Em outubro de 1896 Canudos era uma comunidade pacífica e independente no interior do Estado da Bahia quando Antônio Vicente Mendes Maciel, conhecido como Antônio Conselheiro e líder religioso e comunitário do local, pagou adiantado por uma remessa de madeira nunca entregue e logo após surgiram boatos de que ele e seus conterrâneos iriam atacar Juazeiro para buscar a carga e saquear a cidade.


No mês seguinte, no dia 07 de Novembro de 1896, o governo do Estado da Bahia mandou cem soldados para defender a cidade e o pelotão decidiu por conta própria se deslocar e atacar os moradores de Canudos, sendo derrotados na cidade intermediária de Uauá.


Em janeiro de 1897 o governo do estado decide enviar outro destacamento militar e atacar Canudos novamente, sofrendo mais uma derrota e perdendo mais de cem soldados.


Dois meses depois o governo federal aproveita o pedido de socorro do governo da Bahia como pretexto para mais uma vez atacar e tentar destruir Canudos com mais de mil soldados, sendo novamente derrotados e então incitando na população civil o boato de que Antônio Conselheiro e os moradores de Canudos pretendiam reinstaurar a monarquia no Brasil e representavam uma ameaça para a paz e a recém fundada república brasileira.


A partir do mês seguinte, entre abril e outubro de 1897, Canudos foi atacada por mais dois destacamentos do exército do Estado do Rio de Janeiro formados por quatro mil soldados cada e convencidos pelo governador de que se vencessem a guerra haveria como prêmio para cada soldado uma casa e um terreno quando retornassem.


Em menos de um ano mais de vinte mil pessoas e cerca de cinco mil soldados a serviço do governo morreram no maior crime cometido pelo estado contra seres humanos na história do Brasil.



No final da guerra o governo anunciou e prometeu preservar a vida e a liberdade de todos os que se rendessem mas ao invés disso todos foram ou degolados ou sequestrados e vendidos como escravos, principalmente mulheres e crianças, inclusive como escravas sexuais.



Ficaram tristemente famosos os jaguncinhos, crianças sem pai nem mãe distribuídas aleatoriamente pelo país, sendo adotadas ou também tornadas escravas das famílias que as recebiam.


Logo após o fim da guerra o governo do Estado do Rio de Janeiro também não cumpriu a promessa nem com os seus próprios soldados e os sobreviventes ao regressarem ocuparam a região do então Morro da Providência na capital, sendo apelidados de favelados por causa das marcas dos espinhos da vegetação da região de Canudos formada pelas árvores da espécie Cnidoscolus quercifolius, conhecidas como favelas ou faveleiras, mudando o nome para Morro da Favela como lembrança.



Um fato curioso sobre a faveleira é que a raspa do seu tronco é um potente cicatrizante até mesmo para as feridas causadas pelos seus próprios espinhos, confirmando outra máxima da natureza de que o veneno e a cura muitas vezes se encontram no mesmo organismo.
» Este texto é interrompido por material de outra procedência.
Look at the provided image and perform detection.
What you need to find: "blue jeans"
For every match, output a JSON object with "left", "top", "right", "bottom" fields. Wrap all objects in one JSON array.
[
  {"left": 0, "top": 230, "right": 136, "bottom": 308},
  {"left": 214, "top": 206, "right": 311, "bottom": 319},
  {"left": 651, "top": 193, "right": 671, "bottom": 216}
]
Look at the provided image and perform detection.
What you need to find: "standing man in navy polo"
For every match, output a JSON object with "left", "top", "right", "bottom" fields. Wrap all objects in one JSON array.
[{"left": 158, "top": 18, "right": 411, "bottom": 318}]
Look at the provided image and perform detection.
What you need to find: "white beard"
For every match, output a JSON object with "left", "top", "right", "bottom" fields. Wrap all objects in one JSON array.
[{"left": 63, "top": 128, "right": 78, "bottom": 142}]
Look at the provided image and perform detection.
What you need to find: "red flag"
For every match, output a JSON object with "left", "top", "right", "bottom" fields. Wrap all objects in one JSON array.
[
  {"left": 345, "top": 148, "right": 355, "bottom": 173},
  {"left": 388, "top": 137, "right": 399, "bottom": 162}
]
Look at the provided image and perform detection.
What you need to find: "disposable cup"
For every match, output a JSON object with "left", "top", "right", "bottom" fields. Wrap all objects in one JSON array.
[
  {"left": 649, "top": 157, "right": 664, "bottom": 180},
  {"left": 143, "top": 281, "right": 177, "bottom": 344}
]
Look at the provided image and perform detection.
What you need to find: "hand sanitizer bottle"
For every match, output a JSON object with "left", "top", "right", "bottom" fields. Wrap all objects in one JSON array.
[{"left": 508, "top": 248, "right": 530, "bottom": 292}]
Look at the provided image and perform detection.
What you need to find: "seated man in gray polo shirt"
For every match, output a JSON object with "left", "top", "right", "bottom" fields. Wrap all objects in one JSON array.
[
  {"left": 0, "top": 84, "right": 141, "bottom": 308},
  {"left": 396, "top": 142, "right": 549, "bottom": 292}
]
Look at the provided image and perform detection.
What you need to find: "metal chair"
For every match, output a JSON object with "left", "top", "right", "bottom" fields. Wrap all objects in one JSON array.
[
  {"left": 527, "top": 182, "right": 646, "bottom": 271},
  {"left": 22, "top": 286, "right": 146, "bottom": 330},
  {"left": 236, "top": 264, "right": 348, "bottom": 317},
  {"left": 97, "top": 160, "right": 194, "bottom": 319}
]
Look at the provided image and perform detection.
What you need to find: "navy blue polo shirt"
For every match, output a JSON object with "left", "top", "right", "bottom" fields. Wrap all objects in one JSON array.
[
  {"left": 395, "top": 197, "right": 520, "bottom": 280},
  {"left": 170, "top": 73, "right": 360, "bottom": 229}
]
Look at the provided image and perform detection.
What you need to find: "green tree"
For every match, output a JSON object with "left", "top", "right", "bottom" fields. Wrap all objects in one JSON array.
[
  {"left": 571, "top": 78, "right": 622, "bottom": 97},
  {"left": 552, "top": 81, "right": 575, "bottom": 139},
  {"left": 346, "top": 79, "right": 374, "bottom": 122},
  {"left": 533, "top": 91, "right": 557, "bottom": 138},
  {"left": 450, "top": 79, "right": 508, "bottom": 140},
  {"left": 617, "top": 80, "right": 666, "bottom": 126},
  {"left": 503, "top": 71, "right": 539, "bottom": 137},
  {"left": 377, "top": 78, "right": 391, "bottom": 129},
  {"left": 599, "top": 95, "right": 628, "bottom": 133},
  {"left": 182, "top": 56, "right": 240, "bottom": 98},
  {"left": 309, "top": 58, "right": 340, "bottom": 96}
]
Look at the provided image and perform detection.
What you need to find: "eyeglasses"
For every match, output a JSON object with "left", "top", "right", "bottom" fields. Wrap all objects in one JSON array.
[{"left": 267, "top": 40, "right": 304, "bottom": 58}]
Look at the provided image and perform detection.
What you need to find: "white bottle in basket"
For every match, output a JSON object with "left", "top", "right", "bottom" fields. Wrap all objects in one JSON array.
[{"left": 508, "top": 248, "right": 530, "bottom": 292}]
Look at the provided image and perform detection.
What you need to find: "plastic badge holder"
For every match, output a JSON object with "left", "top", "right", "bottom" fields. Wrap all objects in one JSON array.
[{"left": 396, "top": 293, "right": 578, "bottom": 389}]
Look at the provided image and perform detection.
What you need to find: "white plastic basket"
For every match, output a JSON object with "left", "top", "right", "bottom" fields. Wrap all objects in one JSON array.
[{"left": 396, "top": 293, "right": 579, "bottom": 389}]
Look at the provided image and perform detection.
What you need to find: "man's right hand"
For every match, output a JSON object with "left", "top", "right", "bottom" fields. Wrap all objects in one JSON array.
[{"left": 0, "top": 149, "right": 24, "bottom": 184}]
E mais ainda, os próprios espinhos envolvem o fruto da faveleira que por sua vez envolve as sementes oleaginosas semelhantes às favas, de onde originou-se o seu nome popular.



Nascia assim a primeira favela, cujo nome apareceu oficialmente pela primeira vez três anos depois no dia 04 de Novembro de 1900 no comunicado de um delegado para o prefeito da cidade pedindo medidas urgentes para a região, em suas palavras considerada suja, violenta e habitada por pessoas de baixa moral e caráter, e apenas vinte anos depois de sua fundação já era considerada o lugar mais violento da Cidade do Rio de Janeiro.



De resto a história é relativamente conhecida, a remoção forçada dos cortiços do centro e da área portuária para os entornos dos morros sem um plano de habitação dos desabrigados, o fim da escravidão sem um plano de absorção social dos ex-escravos e a migração maciça de nordestinos fugindo da seca e em busca de melhores condições de vida nas capitais do sudeste brasileiro e logo as favelas fariam parte da paisagem de toda a cidade e da geografia dos morros para nunca mais mudar.



07 de Novembro de 1896, 125 anos da Guerra de Canudos: uma promessa, um calote, duas fofocas, mais uma promessa, uma guerra, mais uma promessa, um massacre, mais um calote e o nascimento da primeira favela.


E a prova de que o estado tem aversão à liberdade.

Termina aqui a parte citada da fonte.